Now I can have outside forces, right and and just just give me some grace on this too, as I get into this, because there are a few places where this breaks. But what I want to say is this, you grow up thinking and believing that somebody else is going to tell you no, because that was your parents. Okay? Your parents tell you no. They can send you to a room. They can ground you. They can do things like that, right? If you don’t acknowledge the No. And then there’s a period in your life where you can tell yourself No, but if you don’t, you don’t have any grounding or immediate consequences like that in your life, the only thing that you have are delayed consequences, which come in much later.
And often times we cannot see the cause and effect because they’re five steps removed. They’re way down the line. And what I’m getting at is this looking in my life where there’s a transition, where I was fully autonomous versus having sub autonomy, some autonomy, versus being completely helpless and completely un autonomous, because I’m relying on my mother and father to feed me, clothe me, all the things that transition occurred over life, and nobody talked to me about this. I did not know that that transition, not in this words, not in these languages, like not in this language, like my father taught me, like, hey, there’s gonna be coming time in life when you’re gonna be responsible for your own decisions and for those things. And that was what was said to me.
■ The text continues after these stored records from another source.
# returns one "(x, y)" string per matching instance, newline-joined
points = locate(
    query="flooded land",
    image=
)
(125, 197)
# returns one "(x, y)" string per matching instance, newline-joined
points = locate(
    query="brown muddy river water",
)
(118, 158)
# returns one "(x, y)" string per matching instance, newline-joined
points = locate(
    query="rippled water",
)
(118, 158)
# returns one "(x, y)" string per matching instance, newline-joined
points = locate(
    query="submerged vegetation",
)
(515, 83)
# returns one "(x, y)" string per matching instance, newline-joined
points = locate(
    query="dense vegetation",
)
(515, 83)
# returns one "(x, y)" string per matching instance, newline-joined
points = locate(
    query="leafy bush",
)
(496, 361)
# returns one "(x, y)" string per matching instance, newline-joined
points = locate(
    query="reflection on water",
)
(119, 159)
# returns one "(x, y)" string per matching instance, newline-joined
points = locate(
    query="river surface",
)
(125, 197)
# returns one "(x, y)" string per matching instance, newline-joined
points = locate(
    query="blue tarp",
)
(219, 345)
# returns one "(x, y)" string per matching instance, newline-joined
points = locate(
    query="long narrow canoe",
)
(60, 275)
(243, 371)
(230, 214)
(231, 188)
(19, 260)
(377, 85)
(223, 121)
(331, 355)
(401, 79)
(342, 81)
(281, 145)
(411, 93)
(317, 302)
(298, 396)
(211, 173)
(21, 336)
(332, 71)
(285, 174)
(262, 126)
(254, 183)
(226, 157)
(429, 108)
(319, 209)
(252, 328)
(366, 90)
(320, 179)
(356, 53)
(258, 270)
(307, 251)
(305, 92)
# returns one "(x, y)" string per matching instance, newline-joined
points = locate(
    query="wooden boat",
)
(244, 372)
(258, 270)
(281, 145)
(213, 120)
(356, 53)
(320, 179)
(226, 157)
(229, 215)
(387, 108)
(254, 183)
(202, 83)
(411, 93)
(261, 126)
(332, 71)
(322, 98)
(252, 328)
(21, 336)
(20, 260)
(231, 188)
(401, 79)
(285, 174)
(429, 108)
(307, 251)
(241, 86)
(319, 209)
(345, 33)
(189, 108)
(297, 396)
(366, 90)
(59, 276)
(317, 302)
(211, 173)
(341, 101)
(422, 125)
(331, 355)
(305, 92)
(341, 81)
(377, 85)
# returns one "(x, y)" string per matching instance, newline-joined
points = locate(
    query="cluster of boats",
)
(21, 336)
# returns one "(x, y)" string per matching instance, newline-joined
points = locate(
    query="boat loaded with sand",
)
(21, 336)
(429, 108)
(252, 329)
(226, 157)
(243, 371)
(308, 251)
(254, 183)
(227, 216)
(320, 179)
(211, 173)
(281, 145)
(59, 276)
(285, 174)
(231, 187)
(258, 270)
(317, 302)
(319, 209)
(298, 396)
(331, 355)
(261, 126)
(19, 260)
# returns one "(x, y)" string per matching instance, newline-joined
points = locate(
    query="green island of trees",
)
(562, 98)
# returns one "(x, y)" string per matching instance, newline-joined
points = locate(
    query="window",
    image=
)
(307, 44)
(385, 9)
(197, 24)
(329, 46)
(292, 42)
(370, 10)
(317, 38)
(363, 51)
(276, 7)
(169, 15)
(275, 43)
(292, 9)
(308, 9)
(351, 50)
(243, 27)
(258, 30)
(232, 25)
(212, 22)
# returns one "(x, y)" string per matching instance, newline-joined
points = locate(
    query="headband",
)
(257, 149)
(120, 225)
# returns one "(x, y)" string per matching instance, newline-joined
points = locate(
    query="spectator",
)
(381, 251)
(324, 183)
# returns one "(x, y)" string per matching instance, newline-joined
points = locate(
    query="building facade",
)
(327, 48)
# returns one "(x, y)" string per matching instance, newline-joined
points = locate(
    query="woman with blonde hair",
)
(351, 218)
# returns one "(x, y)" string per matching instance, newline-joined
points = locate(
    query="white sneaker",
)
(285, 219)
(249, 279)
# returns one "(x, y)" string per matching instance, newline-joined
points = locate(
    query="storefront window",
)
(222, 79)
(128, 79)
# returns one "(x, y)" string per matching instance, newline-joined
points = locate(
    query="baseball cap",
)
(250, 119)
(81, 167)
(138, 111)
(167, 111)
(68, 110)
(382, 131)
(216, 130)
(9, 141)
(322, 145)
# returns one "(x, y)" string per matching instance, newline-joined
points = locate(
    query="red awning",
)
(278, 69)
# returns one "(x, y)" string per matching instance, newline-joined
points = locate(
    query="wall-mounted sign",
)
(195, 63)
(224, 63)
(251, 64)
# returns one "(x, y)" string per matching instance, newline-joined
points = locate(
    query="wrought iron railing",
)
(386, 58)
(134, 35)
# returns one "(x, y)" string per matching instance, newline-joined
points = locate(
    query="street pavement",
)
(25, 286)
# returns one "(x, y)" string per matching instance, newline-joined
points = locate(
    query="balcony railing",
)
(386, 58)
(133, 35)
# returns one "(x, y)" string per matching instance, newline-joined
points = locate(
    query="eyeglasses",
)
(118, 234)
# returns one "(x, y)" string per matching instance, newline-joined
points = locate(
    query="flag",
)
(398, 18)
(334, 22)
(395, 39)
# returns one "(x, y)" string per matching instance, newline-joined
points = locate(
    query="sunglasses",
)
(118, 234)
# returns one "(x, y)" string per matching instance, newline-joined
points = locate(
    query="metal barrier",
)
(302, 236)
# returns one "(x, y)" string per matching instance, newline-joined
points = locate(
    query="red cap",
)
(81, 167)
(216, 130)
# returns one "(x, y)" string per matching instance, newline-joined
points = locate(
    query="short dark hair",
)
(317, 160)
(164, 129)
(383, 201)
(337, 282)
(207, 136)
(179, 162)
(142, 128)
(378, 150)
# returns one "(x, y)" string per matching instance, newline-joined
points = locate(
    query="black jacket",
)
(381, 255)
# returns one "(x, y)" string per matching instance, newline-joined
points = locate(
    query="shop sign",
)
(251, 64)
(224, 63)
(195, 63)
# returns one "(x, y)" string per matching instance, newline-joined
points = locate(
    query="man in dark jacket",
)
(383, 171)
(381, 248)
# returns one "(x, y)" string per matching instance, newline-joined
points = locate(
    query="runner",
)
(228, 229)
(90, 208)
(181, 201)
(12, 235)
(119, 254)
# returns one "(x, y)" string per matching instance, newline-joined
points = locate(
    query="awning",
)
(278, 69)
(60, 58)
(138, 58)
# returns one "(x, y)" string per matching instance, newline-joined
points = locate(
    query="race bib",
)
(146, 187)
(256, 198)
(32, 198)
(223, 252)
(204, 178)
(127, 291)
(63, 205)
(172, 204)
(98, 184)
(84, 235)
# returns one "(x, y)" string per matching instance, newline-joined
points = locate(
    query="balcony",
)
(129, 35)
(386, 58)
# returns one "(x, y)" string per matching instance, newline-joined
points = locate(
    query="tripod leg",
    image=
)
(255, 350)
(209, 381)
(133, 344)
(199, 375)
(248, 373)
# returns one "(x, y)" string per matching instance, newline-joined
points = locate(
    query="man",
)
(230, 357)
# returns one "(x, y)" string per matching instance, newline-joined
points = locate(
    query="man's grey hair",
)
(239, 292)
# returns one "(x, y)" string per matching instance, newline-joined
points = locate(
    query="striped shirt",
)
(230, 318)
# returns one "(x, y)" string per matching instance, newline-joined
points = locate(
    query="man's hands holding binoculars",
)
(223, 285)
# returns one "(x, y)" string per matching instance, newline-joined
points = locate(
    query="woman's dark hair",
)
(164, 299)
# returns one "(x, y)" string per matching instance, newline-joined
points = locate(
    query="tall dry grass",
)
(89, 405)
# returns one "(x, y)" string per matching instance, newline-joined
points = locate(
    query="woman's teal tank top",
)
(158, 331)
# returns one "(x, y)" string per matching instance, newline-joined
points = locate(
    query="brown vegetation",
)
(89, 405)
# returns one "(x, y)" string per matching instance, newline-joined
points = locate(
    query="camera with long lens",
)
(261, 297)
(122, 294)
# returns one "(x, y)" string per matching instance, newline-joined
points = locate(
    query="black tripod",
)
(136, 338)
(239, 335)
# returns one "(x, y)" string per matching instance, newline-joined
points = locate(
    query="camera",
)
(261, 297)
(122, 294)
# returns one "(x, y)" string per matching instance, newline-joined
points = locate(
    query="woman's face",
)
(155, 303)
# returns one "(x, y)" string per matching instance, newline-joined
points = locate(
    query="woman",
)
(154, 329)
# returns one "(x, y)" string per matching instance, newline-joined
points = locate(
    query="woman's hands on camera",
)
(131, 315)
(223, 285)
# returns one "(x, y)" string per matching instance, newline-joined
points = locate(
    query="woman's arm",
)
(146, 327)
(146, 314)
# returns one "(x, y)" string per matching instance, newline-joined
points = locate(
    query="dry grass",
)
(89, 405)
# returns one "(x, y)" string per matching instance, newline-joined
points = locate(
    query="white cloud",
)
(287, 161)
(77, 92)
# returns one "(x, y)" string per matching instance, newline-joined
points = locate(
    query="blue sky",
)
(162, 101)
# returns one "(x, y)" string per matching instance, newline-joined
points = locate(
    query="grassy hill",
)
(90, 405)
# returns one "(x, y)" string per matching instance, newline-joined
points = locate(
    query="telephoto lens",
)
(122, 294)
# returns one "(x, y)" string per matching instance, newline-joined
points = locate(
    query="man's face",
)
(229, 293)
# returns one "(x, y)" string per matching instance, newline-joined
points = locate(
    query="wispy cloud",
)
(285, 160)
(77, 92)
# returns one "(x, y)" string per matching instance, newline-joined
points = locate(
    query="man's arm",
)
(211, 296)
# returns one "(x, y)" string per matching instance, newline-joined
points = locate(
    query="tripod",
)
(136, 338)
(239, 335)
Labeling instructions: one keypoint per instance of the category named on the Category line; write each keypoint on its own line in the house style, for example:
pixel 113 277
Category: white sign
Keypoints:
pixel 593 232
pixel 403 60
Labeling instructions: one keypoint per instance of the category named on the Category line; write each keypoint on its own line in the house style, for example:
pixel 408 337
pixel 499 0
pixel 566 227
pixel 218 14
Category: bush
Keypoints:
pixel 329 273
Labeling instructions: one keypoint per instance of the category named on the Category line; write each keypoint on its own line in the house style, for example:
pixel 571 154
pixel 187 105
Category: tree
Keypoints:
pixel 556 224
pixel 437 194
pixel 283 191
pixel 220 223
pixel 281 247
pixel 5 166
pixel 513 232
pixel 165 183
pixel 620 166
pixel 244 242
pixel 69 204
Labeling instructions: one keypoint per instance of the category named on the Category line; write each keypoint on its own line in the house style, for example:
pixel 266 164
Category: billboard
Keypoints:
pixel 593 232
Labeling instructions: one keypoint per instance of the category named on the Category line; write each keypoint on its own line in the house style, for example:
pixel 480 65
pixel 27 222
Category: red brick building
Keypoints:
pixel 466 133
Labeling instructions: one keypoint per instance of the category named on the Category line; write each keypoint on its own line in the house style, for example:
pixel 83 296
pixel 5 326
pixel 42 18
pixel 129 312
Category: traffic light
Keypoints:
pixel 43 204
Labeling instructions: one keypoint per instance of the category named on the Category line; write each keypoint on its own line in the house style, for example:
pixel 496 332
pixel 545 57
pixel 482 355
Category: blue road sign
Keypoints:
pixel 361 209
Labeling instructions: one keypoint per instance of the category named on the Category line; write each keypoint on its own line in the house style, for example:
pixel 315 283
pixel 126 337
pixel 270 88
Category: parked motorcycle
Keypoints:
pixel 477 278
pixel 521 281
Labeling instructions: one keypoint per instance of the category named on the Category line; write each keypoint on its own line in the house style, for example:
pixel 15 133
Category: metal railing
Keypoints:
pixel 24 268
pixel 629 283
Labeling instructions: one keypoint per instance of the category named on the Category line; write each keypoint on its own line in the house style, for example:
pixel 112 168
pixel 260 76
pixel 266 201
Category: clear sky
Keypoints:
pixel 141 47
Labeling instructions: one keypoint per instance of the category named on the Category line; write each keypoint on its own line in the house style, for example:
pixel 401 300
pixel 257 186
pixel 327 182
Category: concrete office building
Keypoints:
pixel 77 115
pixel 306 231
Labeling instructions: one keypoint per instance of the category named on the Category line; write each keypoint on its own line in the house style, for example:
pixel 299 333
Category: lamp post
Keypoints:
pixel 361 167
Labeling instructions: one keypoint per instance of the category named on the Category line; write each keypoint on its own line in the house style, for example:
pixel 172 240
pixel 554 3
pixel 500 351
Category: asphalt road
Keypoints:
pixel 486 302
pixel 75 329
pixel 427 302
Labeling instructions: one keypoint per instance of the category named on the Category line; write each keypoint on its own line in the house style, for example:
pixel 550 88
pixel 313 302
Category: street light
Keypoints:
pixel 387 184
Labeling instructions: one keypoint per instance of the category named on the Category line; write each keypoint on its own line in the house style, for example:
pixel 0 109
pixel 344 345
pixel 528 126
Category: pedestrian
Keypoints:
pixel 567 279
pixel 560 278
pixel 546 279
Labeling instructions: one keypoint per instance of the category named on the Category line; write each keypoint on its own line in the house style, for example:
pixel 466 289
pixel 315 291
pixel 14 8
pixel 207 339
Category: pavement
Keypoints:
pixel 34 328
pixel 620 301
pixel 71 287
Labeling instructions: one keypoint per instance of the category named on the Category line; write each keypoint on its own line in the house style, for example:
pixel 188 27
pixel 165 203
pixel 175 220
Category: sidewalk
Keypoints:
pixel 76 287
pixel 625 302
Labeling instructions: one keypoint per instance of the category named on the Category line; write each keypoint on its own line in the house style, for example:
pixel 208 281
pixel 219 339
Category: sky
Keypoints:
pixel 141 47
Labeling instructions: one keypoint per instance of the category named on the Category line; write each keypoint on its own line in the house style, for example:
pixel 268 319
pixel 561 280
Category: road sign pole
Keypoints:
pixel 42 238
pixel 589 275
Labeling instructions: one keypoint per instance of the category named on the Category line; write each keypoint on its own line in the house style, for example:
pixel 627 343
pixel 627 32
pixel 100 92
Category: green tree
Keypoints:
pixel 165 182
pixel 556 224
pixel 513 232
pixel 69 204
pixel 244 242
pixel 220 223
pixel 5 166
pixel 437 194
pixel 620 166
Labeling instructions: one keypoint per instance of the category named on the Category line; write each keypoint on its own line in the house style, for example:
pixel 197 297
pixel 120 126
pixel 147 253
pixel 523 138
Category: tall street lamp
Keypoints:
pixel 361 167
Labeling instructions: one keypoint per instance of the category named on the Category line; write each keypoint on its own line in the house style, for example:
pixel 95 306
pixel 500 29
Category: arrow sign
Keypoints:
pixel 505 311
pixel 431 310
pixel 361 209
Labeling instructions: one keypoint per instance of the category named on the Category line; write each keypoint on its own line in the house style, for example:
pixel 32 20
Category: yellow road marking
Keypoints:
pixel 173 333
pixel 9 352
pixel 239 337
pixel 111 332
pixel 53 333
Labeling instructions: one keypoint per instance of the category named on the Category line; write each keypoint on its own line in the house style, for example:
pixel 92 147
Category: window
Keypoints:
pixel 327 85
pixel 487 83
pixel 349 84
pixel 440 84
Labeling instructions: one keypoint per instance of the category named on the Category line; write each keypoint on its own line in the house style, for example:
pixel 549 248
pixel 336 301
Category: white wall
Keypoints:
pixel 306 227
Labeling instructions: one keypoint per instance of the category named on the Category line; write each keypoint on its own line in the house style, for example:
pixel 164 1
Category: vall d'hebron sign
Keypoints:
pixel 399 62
But what I didn’t realize, and what took me a moment to learn, and there’s a lot of heartache and headaches along the way, was, I’m the only one who’s gonna build my life, establish boundaries in my life, and I’m the only one who’s going to tell myself No, there’s not going to be anybody else telling me no, to not go down and go to the supermarket buy a whole sleeve of Oreos and then come home and eat them in one sitting.
Because I could do that. I’m not going to do that. I’ve said no, and now I’ve got to be a man of my word to myself, and that’s interesting, because most people think that they need to keep promises to other people, but the most important person to keep promises to is you. Most important person to keep promises to is you. And if you’re not going to keep promises to you, your promises seem to falter in lack when you try and keep them for other people, because you always treat people the way you treat yourself.
It may not always manifest and look the same, but that’s exactly what happens. And so it’s so important to keep the promises to yourself. When you say no, you follow through with no, and this is where self discipline comes in. This is why self discipline is so important. Self discipline isn’t for other people. It’s for you and it’s for your good, and it’s something that you should practice and have daily practices on to continue to build up and edify yourself to keep your promises to yourself. So when you say no, I’m not going to do that. You won’t do that. When you say no, that is not for me. I need to remain focused on this. You do that when you have principles in your life that you want to live and operate by, you are not going to violate them when your place in situations that apply pressure on your life.
Because you experience pressure in your life from outside forces, everybody does, and it’s interesting, because when that pressure comes, saying no to yourself and keeping your promise when nobody ‘s looking now counts more than ever. Saying no when nobody ‘s looking often times is just as hard as when there’s pressure involved, but when we don’t say no to ourselves when nobody ‘s looking and we’re flipping about it, that flippancy ‘s produced elsewhere in our lives.
And I’m gonna go back to the opening statement that I made, you are the only person who can tell yourself No. Other people can say, hey, you need to not do this. They can influence you. They can advise you. They can do things. But when it comes down to actually choosing and following through with that, it is all up to you. Now, here is the big thing about no. Most people think no ‘s negative. No is actually positive. No is what moves you forward. See, if you said yes to everything in life, you would get nowhere. But if you said no to more things in your life than you said yes to, you would move forward more quickly.
Think about it this way, you’re driving down the highway. You have to get off at exit one. You’re starting at exit. 89 if you said yes to get off on every single exit 89 all the way through exit two before you got off on exit one, you would never get off on exit one. You would run out of time, and you’d have to turn around and go back. But if you said no to every exit along the way, which is what we do naturally when we’re driving to a destination, we say no to every exit, you all of a sudden, will end up at the destination in the goal that you place yourself.
So anyways, guys, I’m out of time, and I’ll catch you later. Peace.